The remainder of the story was given as the testimony of Madeleine Marstan, well-known favorite in the former Alcazar stock company, and Granville Jarvis, expert psychologist, whose skilful work was a strong plea for the admission of that newest of the sciences into court-room procedure.

During this latter testimony, the "Clarion" asserted, interest had been divided between the ultimate fate of the accused and the valuable contributions which the laboratory experiments of the witness had given the case. The word-tests which he had provided to the medium were, he had explained, one of the surest means of discovering the train of associations which lodge in the guilty mind. He had never been convinced that Glover himself had committed a murder, but suspected that his crime lay in trying to fasten it upon a man whom he knew to be both innocent and helpless. The cards, containing a mixture of irrelevant and relevant words, had been shown him and then he had been instructed to turn his head in the opposite direction. These instructions he had carefully observed except in the cases of terms which held evil associations. In such cases his eyes almost invariably turned back to the card with the printed word. Such terms as "gravel" and "oleander" had produced this attraction. But they had also aroused his suspicions. And from the day of his first call upon "Madame Rosalie" the situation between them had been a succession of clever manœuvers. Neither one of them had dared to let the other go. But in this encounter Mrs. Marstan had had the advantage. What he was able to find out about her was little compared with what she had discovered concerning him.

That she possessed unmistakable psychic powers could not be disputed. By a means of communication, which she could not herself explain, she had received at the time of Roger Kenwick's interview with her a message from the spirit of Isabel Kenwick, confessing that it was she who had unwittingly brought Richard Glover into his life, and entreating his forgiveness.

As to the concluding story of the actress, it was concerned with her description of how she had identified the body of her husband at the morgue on the evening of her flight from Rest Hollow; of how she had turned all arrangements for its shipment and burial over to the Mont-Mer and San Francisco undertakers, desiring to figure as little as possible in connection with the death of the man who had ruined her life. Of how she had succeeded in paying the debts against his name and had recently signed a stage contract with an eastern theatrical company.

When the trial was ended the crowd that jammed the room rose and surged toward the man in the prisoner's box, like a human tidal wave. "Keep them back, Dayton," Kenwick implored. "I don't want to talk to them."

Somehow his attorney managed to check the onrush, and the throng of congratulatory spectators was headed toward the exits. The room was almost empty when some one touched the prisoner's arm.

"Can you give me a few words?" It was one of the local reporters. "You're a newspaper man yourself, Mr. Kenwick, and you know how it is about these things."

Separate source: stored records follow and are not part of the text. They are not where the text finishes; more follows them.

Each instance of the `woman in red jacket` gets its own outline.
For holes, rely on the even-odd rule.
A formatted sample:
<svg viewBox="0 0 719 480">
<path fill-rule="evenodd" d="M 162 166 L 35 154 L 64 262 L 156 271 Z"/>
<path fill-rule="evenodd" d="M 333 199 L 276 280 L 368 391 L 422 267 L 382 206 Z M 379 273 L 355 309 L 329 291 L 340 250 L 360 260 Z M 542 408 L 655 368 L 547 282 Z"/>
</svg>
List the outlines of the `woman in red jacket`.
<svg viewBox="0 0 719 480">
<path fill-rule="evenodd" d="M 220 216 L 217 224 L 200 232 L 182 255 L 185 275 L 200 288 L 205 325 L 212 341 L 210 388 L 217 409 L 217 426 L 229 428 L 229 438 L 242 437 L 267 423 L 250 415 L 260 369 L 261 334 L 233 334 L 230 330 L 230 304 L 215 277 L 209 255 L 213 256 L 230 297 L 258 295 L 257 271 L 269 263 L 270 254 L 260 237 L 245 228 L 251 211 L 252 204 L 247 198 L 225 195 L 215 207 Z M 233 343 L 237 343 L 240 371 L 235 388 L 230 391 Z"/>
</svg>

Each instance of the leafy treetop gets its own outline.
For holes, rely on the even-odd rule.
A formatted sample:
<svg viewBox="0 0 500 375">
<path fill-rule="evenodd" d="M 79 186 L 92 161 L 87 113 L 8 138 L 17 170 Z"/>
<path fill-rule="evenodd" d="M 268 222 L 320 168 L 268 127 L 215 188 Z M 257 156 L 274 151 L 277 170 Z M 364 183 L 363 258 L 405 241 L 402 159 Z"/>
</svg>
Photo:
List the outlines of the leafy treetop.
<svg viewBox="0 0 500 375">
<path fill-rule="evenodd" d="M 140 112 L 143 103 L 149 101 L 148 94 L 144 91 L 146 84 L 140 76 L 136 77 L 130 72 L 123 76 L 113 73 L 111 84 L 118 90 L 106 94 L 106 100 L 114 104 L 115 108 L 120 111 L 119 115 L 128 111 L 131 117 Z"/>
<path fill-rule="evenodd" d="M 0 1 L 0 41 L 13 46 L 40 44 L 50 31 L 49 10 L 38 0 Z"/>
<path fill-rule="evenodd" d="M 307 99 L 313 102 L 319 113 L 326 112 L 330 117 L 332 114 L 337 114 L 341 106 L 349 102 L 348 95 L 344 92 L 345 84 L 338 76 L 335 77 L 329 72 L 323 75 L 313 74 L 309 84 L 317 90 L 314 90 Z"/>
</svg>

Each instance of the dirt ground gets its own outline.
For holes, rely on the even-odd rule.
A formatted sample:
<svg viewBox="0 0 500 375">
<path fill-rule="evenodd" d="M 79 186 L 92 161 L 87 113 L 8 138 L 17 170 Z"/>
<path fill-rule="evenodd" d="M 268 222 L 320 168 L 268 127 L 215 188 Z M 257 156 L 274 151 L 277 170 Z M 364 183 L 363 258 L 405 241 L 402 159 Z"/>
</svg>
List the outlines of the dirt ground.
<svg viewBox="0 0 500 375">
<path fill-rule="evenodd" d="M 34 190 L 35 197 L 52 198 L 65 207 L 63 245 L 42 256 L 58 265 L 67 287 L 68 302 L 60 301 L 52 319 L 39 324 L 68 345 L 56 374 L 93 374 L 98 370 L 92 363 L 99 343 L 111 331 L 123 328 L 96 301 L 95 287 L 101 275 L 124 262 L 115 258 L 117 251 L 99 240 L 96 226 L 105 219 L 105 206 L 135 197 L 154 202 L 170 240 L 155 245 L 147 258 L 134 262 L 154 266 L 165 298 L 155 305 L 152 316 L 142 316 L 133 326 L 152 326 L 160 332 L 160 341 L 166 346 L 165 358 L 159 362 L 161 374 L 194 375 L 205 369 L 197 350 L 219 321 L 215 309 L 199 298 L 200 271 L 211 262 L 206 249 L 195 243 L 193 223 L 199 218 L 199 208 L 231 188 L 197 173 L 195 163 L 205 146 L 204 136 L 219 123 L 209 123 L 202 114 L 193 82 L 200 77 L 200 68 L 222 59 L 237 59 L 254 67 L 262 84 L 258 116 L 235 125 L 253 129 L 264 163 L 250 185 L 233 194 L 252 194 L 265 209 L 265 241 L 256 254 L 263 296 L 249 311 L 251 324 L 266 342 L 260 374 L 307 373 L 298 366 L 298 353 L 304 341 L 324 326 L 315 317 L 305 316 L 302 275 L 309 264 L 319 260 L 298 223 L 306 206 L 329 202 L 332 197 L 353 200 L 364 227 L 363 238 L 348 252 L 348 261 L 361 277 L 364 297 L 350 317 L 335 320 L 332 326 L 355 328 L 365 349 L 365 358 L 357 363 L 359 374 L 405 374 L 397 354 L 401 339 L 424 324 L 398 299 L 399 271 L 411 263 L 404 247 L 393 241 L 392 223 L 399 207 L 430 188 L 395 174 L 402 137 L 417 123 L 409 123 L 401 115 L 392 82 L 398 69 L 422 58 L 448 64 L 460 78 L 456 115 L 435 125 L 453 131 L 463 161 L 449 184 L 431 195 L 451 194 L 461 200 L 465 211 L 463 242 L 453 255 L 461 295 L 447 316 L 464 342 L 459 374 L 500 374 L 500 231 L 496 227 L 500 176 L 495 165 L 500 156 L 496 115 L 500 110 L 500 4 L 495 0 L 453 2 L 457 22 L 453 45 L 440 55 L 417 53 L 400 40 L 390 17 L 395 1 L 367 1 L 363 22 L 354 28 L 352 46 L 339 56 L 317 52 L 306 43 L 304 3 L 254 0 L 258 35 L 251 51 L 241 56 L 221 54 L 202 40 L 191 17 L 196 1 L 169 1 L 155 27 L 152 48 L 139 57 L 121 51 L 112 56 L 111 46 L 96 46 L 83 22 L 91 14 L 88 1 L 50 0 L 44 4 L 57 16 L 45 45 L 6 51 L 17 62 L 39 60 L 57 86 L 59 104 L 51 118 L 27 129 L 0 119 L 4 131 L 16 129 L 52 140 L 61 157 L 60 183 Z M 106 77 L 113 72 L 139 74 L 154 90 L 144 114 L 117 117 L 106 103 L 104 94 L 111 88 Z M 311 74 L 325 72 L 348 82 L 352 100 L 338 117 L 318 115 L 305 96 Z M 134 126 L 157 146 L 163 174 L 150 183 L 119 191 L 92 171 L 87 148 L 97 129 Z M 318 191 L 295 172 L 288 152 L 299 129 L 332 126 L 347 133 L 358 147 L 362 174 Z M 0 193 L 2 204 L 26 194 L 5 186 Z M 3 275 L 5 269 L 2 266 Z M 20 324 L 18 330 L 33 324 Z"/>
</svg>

Kenwick shook him off. "Come around later, to the hotel, if you like," he said, and turned to take a hand that was timidly held out to him.

"I didn't know whether you'd be willing to speak to me or not, Mr. Kenwick. But I just wanted to tell you that I'm satisfied, more than satisfied with—the way it has all come out."

"I am glad to hear that, Mrs. Fanwell," Kenwick told her gravely. "I would never have been quite satisfied myself unless I had heard you say that. I wish you would leave your address with Dayton, for, you see, I feel a little bit responsible for you, and I would like to put you in the way of getting a new hold on life."